Digital transformation is a priority within local government and this has driven an exponential increase in the use of cloud computing technology like Software-as-a-Service (SaaS). However, recent decisions by the IFRS Interpretations Committee (IFRS IC) on the accounting for SaaS arrangements has caused many organisations to re-evaluate their accounting. Clive Brodie, Director of PwC New Zealand, provides advice for accountants on configuration and customisation expenditure.  

Costs in a SaaS arrangement  

SaaS arrangements typically involve payment of a subscription for the use of software hosted and managed by a service provider, and accessed on demand via the internet.  

Expenditure on these arrangements is accounted for as an intangible asset, where the purchaser has the right to control the software (including software received under finance leases).
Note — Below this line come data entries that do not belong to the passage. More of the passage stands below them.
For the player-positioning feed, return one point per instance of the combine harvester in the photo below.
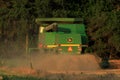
(61, 35)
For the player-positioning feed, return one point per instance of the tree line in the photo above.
(102, 20)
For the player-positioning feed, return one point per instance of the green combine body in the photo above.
(63, 35)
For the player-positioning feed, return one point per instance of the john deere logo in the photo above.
(69, 39)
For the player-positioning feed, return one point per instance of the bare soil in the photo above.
(58, 66)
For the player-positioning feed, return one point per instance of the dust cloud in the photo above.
(54, 62)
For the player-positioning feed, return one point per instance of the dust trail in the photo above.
(64, 62)
(55, 62)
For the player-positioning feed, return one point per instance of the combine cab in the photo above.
(62, 35)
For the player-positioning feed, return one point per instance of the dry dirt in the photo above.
(56, 65)
(54, 62)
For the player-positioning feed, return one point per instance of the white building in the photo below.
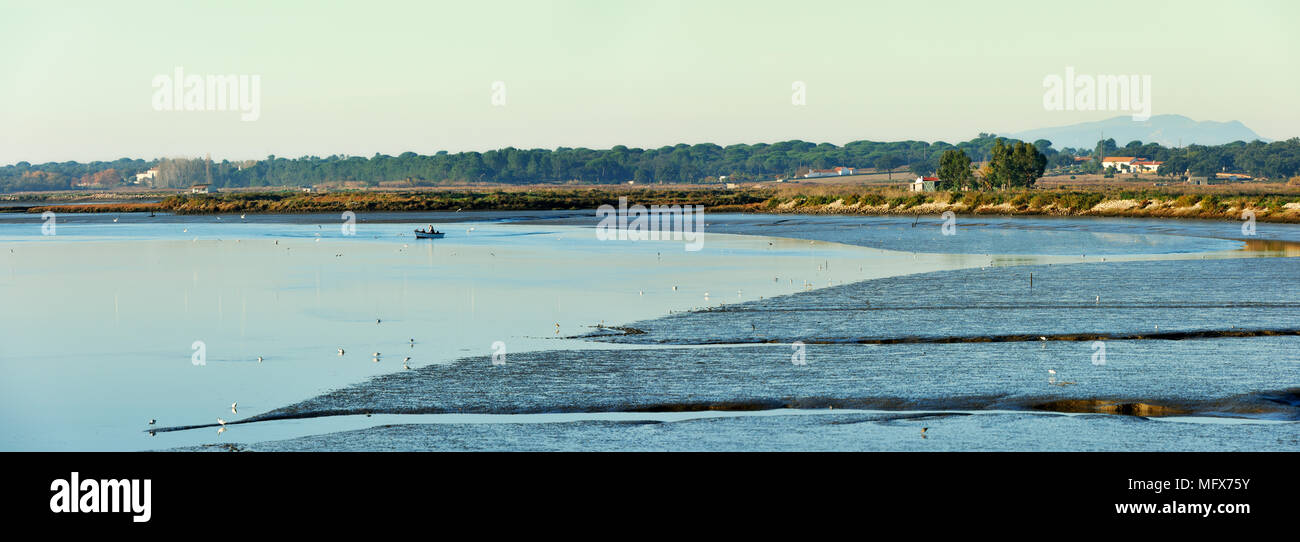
(924, 185)
(147, 177)
(832, 172)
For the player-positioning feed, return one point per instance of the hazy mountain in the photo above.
(1168, 130)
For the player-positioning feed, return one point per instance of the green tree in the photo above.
(954, 169)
Where the purchaser doesn’t control the software, the expenditure is generally recognised as an expense over the period of the SaaS arrangement. 

The situation becomes more complicated when considering expenditure on the configuration and customisation that is often required in order for an organisation to be able to use the cloud-based software.  
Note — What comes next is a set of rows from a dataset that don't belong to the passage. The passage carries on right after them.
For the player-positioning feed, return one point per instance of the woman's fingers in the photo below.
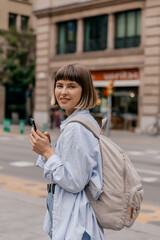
(48, 136)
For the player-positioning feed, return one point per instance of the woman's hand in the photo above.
(41, 143)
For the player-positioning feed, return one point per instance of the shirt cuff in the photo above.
(41, 161)
(52, 163)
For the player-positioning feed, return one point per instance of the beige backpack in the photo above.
(120, 202)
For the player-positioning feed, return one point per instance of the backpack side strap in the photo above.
(87, 123)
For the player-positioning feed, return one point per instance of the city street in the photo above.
(18, 173)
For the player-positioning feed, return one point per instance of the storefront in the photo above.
(124, 96)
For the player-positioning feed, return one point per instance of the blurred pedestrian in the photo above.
(74, 162)
(51, 114)
(57, 117)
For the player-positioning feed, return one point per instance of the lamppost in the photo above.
(109, 115)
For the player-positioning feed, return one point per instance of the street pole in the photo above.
(109, 115)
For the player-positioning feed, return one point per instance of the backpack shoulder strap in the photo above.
(87, 123)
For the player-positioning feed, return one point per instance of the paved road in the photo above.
(19, 173)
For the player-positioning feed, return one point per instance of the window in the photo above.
(67, 37)
(95, 33)
(24, 23)
(128, 29)
(12, 20)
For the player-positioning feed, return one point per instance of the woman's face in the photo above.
(68, 94)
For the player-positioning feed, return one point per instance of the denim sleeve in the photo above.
(41, 161)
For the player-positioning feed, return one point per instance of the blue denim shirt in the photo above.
(76, 162)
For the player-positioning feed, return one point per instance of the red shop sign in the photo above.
(116, 75)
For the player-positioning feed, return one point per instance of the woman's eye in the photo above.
(59, 86)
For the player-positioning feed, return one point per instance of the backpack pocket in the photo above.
(134, 205)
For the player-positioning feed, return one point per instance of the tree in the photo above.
(17, 64)
(17, 71)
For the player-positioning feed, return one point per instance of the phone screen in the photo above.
(33, 124)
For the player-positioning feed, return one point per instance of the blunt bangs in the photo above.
(81, 75)
(68, 72)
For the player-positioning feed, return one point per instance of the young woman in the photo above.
(74, 162)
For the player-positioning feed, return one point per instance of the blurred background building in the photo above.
(14, 14)
(117, 40)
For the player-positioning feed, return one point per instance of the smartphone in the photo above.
(33, 124)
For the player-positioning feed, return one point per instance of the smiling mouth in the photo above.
(63, 100)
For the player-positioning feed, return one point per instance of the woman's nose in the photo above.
(64, 90)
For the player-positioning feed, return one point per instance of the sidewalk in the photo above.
(22, 218)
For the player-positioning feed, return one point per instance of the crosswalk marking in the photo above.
(135, 153)
(150, 180)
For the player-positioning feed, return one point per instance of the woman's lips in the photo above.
(64, 100)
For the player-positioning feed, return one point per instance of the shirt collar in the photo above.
(75, 113)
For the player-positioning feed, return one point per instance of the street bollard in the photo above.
(21, 123)
(6, 126)
(44, 127)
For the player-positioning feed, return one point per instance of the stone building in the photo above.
(14, 13)
(117, 40)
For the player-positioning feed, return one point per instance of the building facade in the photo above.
(118, 40)
(18, 14)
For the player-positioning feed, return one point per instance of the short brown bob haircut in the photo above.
(81, 75)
This is the area the IFRS IC has issued guidance on. 

Applying the decisions 

The decision to capitalise or expense depends on whether the costs associated with configuration and customisation meet the definition of an asset controlled by the purchaser. If they do, then the expenditure is capitalised as an intangible asset which is then gradually written off over its useful life.  
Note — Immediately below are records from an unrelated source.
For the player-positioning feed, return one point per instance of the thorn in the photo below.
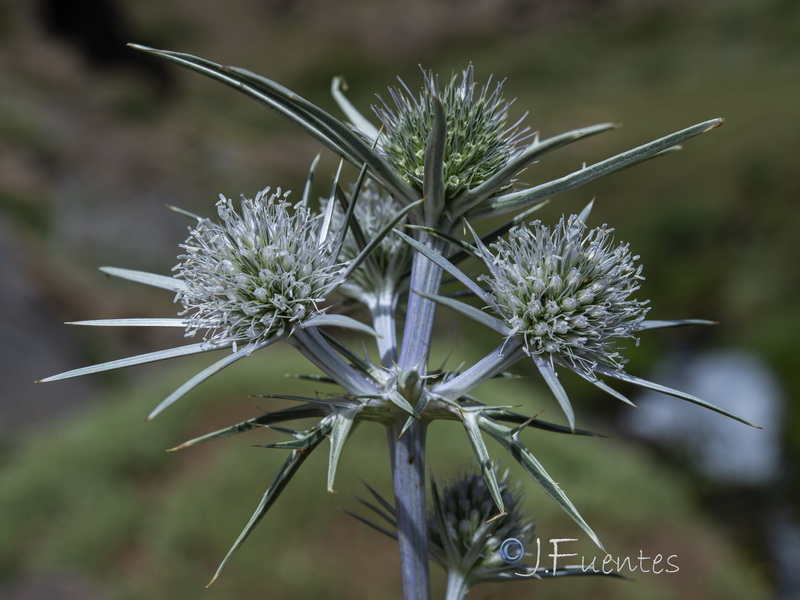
(497, 516)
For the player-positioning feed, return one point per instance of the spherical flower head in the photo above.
(479, 141)
(470, 528)
(257, 272)
(567, 291)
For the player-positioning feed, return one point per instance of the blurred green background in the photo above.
(95, 140)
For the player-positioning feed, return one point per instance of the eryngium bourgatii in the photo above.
(566, 291)
(256, 273)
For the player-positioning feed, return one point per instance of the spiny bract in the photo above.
(566, 291)
(479, 141)
(257, 273)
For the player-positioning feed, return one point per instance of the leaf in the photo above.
(328, 130)
(622, 376)
(206, 374)
(339, 401)
(139, 360)
(398, 400)
(470, 420)
(447, 266)
(656, 324)
(524, 198)
(351, 112)
(433, 185)
(131, 323)
(470, 312)
(287, 414)
(287, 471)
(378, 238)
(508, 416)
(159, 281)
(517, 164)
(528, 462)
(342, 424)
(551, 378)
(342, 321)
If they don’t meet the definition of an intangible asset, the organisation should consider which party provides the configuration and customisation services, and if the services are distinct from the SaaS arrangement. Generally: 

  • if the configuration and customisation is performed by the organisation itself or a third party unrelated to the SaaS provider (and therefore they are distinct from the SaaS arrangement), the expenditure should be recognised as an expense as the configuration and customisation is performed; otherwise  
  • if the services are performed by the SaaS provider (or its subcontractor) and they are distinct, the expenditure should be expensed when the services are received. However, if they are not distinct the expenditure should be capitalised as a prepayment for the SaaS service and expensed over the term of the SaaS arrangement.  

Key message for finance teams 

Previously many organisations capitalised expenditure on configuration and customisation of SaaS  technology as an intangible asset, without performing an assessment of whether the expenditure met the definition of an intangible asset they control. As a result of the IFRS IC assessment, configuration and customisation expenditure may now need to be expensed immediately, or treated as a prepayment and expensed over the expected life of the SaaS arrangement. This could have a significant impact on surplus or deficit and, consequently, significantly influence how SaaS arrangements are structured going forward.  

Changes made to retrospective accounting within a reasonable period of time post the IFRS IC announcement are treated as a voluntary change in accounting policy, rather than the correction of an accounting error.  

While the IFRS IC decision is directly relevant for entities applying NZ IFRS, in the absence of any specific Public Benefit Entity Standards to account for such arrangements, organisations should develop an accounting policy by making reference to the IFRS IC decision.